If you care about the worst-case number of tests, your algorithm is optimal. Let $n$ denote the total number of files. Then any algorithm must perform at least $n$ queries in some cases. There are $2^n$ possibilities for the final answer (since there are $2^n$ possible subsets of the $n$ files). Each test gives you only 1 bit of information. After $k$ tests, we have only $k$ bits of information; to choose among $2^n$ possibilities, we need $n$ bits of information, so you can't do better than $n$ tests, in the worst case.
If you care about the average-case number of tests, and you assume that each file has a $1/2$ probability of being necessary, then I expect that your algorithm is also optimal. In this case, there are $2^n$ possibilities for the subsets, all equally likely, so $n$ bits of information are needed, and each test gives you 1 bit of information, so on average I believe you need at least $n$ tests.
If you have some prior knowledge about the likelihood that each file is necessary, you may be able to do better. For instance, suppose you know that only about a $p$ fraction of the files are necessary, and specifically, the probability that each file is necessary is $p$, independent of all other files. I'll show one algorithm for this problem below. There may be better algorithms; I don't know. For simplicity, I'll assume $p\le 1/2$; if $p>1/2$, you can solve the problem similarly, reversing everything appropriately.
Algorithm:
- If $p \ge 1-\sqrt{1/2} \approx 0.293$, then run the basic algorithm above, using one query per file.

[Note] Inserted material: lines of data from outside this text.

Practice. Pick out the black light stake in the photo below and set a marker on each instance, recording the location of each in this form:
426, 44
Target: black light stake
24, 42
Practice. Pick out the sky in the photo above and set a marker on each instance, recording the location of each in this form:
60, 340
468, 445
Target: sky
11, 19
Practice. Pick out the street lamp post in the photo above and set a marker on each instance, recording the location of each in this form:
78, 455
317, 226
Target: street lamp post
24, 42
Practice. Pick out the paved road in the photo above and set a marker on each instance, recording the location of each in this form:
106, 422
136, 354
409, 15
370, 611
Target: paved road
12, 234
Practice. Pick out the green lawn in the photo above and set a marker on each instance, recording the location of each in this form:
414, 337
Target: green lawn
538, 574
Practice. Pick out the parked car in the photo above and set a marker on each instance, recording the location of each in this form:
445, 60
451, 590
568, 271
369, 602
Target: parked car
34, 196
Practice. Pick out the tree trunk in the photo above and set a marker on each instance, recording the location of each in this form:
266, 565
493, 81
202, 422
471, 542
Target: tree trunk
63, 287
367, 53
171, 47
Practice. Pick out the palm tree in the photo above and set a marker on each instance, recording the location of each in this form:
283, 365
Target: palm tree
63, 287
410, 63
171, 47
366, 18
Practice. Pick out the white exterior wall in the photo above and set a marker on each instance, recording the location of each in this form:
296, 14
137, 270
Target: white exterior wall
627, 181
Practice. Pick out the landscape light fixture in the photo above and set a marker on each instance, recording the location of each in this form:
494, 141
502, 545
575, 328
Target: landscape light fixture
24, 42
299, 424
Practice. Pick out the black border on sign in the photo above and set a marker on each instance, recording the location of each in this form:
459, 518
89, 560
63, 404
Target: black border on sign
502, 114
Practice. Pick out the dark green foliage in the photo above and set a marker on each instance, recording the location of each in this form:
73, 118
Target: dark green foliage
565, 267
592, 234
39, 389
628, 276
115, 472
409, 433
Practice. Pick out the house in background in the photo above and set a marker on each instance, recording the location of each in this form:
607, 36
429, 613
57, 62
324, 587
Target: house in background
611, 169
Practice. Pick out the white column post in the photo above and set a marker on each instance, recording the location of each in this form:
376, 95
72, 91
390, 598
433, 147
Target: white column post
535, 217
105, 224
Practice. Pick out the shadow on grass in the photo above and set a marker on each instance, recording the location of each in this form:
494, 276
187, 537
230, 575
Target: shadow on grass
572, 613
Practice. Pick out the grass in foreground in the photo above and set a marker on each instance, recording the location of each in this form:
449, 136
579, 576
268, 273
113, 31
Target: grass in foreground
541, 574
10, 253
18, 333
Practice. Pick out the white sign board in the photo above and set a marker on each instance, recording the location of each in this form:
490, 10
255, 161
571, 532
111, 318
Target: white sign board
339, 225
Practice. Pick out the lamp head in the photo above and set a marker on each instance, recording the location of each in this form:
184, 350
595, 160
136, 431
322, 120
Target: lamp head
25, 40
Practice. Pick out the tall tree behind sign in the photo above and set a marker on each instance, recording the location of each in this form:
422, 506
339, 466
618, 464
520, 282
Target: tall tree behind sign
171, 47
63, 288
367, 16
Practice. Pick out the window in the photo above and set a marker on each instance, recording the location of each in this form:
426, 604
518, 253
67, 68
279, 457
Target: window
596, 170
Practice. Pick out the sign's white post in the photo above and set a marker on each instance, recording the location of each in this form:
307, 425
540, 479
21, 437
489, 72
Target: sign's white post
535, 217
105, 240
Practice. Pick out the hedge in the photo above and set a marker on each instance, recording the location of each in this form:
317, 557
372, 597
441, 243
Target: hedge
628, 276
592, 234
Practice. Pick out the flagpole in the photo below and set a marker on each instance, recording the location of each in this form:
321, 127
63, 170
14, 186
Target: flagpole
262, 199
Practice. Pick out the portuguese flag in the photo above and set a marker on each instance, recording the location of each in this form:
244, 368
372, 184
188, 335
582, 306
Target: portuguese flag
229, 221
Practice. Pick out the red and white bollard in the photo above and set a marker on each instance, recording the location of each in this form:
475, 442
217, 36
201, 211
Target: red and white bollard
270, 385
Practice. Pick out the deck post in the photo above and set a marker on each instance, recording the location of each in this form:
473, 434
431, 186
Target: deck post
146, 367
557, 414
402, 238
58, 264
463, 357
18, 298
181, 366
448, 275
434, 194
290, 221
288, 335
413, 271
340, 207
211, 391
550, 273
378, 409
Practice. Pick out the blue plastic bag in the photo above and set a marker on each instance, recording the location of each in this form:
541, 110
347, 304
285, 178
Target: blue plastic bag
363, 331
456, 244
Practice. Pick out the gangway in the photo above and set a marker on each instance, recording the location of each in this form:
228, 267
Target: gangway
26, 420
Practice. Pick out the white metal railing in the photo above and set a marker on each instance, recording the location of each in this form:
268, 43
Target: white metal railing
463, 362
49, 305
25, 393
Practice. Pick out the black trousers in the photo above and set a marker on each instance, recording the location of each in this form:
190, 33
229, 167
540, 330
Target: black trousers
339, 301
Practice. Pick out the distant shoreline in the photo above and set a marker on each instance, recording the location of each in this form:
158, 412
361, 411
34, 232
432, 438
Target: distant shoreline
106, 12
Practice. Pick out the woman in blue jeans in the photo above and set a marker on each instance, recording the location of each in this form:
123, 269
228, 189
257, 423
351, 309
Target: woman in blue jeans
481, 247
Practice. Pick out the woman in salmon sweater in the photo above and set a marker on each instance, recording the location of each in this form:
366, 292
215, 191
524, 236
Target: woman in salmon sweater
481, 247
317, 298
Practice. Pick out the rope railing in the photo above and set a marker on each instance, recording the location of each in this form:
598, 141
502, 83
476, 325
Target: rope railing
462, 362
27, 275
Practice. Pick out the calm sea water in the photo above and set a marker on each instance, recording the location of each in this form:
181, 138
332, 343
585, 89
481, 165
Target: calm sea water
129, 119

- Otherwise, set $k := \lfloor -1/\lg(1-p) \rfloor$. Randomly partition the $n$ files into $\approx n/k$ blocks of $k$ files.
- For each block, query the set of all files except for that one block.
- If the program still runs, then you know all the files in that block are unnecessary.
- If the program doesn't still run, then you know that at least one file in the block is necessary, but you don't know which one(s) are necessary.
- Set $q := p/(1 - (1-p)^k)$. Let $S$ be the set of files that are not known to be unnecessary, i.e., all the files from all the blocks where the program didn't still run. Recursively run this algorithm on $S$, but now with probability $q$ instead of $p$.
If you use this algorithm, after step 3 on average $S$ will contain $|S| \approx n(1 - (1-p)^k) \approx n/2$ files, on average about $q |S|$ of those files will be necessary, and typically we'll have $q \approx 2p$. For small $p$, if we unroll the recursion, I think we'll find that this algorithm will perform a total of about $n (h_2(p) + o(1))$ queries, where $h_2(p) = -p \lg p - (1-p) \lg (1-p)$ is the binary entropy function.
There is a matching lower bound, which says that on average you need at least $n h_2(p)$ queries. This is because the Shannon entropy of the distribution of possible sets of necessary files is about $n h_2(p)$ bits, and each query gives you at most one bit of information about this value, so you need at least $n h_2(p)$ queries on average.